Prof Salim Abdool Karim Weekly COVID-19 UPDATES
12 January 2022
Best wishes for 2022.
This week’s missive on Covid-19 in South Africa is a bit longer than usual as it has some good and some not-so-good news.
- Overall, the number of cases and test positivity continue to decline.
- But the decline has slowed substantially (slides 1 & 2) in the last week. This may be related to increased spread during Christmas and holiday gatherings, noting that South Africa has had minimal restrictions in place throughout the omicron wave. For those not familiar with the South African approach, restrictions are titrated in relation to 2 factors jointly – level of viral transmission and pressure on the health services. Since health services have not been under strain during the omicron wave, restrictions were not increased (they were actually lowered, when the curfew was removed). If the slowing in decline is holiday-related, the decline can be expected to get back on the expected trajectory within the next week or so.

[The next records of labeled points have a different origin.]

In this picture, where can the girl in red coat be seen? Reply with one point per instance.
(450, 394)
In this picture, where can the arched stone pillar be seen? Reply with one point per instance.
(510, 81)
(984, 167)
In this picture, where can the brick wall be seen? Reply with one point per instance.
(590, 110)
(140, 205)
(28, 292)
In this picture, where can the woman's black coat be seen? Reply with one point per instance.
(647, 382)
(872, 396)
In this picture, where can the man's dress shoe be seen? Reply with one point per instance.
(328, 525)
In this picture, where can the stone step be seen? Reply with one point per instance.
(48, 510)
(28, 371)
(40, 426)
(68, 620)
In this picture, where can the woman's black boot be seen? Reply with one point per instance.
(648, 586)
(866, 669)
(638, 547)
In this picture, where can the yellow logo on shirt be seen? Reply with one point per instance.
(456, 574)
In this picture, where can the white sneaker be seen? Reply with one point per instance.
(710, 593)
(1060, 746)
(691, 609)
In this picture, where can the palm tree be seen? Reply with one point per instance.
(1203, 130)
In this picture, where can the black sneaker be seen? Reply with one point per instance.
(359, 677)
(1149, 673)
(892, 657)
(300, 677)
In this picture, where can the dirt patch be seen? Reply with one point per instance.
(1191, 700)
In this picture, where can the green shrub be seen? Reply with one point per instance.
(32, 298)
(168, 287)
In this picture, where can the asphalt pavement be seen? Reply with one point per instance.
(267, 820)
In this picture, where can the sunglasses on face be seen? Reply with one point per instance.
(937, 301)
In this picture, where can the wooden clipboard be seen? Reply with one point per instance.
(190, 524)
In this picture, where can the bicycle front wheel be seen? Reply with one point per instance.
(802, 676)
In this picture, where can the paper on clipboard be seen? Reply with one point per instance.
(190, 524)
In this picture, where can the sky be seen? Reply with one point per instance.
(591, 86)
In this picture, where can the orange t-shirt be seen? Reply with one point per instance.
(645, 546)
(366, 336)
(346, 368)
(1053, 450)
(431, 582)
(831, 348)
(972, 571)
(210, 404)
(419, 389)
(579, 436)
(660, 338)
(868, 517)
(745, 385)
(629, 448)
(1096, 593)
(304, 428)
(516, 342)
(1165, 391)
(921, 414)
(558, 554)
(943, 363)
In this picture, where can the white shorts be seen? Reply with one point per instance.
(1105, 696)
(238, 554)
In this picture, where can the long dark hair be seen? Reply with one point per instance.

- The mean viral load in the PCR test data from the NHLS has increased significantly during the omicron wave when compared to the past 3 waves. The Ct-number (Cycle threshold) for the many thousands of PCR tests being done is about 2-3 points lower (Slide 3), which translates into a roughly 10-fold increase in viral load. This is an important contributor to the increased transmissibility of omicron.
- There are now at least 3 papers that show that omicron is much more efficient in infecting nasal epithelial cells (Wendy Barclay’s lab has 2 preprints on this) than lung cells. In addition, omicron has altered its cell entry mechanism to enable it to infect cells more easily (Thompson lab) – this is likely to decrease the infectious dose needed for infection (Slides 4 & 5).
- The combination of infected people producing higher viral loads and uninfected people getting infected at a lower infectious dose are the most likely key factors driving the higher transmission rate of omicron. Incidentally, when I first saw omicron’s sequence in November a few days before it was publicly announced, I thought that it would be similar to or just slightly faster than Delta in transmission because of the mutations near the furin cleavage site. However, omicron does not use that mutation for its higher transmissibility. This change in viral pathogenesis could not have been predicted based on what we knew about the mutations.
- This change in viral pathogenesis (and specifically its switching of cell entry mechanism), is probably why omicron is much less efficient in infecting lung cells – though this still needs to be shown empirically. These biological findings explain what we are seeing clinically in South Africa.
- The clinical picture is now much clearer – omicron causes a higher proportion of asymptomatic infections, but because it spreads so much more easily, it infects a lot more people – hence, the overall number of cases is only slightly higher than in previous waves. Among those who are symptomatic, the admission rate is about 4 times lower than Delta, among those admitted the severity of disease is much lower (68% severe in Delta vs 27% severe in omicron) and case fatality rates are much lower.
- The clinical picture of an infection that looks more like a flu (headache, fever, muscle pain, etc) than the past waves of SARS-CoV-2 (loss of smell/taste much lower with omicron) is likely due to a less virulent virus, vaccine immunity and past infection natural immunity, most likely in that order, with lower virulence and vaccination being particularly important.
- The higher transmission rates are much more obvious in the USA, which is setting new records almost daily for the number of cases per day – reaching highs of 1.3million cases a few days ago. The milder clinical picture is being seen in many other countries. But the clinical burden is high because a smaller proportion of severe cases from a much larger number of cases still translates into substantial numbers needing health care. It is likely that this pressure will ease more quickly than previous waves though because the high case numbers cannot be sustained beyond short periods. I concur with WHO’s warning not to be complacent about omicron based on it being a less virulent virus as virulence cannot be seen in isolation from transmissibility, which impacts clinical burden.
- A positive note comes from Debbie Bradshaw’s most recent data on excess deaths – excess deaths in South Africa over the last 3 weeks have been 3430, 3319 and 3156. A slow decline is becoming evident already – this is a huge relief to me as I have been concerned that we may see a delayed rise in mortality – patients are often in hospital ICUs for weeks before dying. Based on these promising early trends (which we should be careful not to over-interpret at this time), it looks like the mortality rates are much lower during the omicron wave (slides 14 and 15). The overall lower excess deaths however camouflages a slight trend of increasing number of excess deaths in the elderly (>60 years) over the last 3 weeks (2392, 2475 and 2540). Hence, it is too soon to say that we are over the worst for this wave.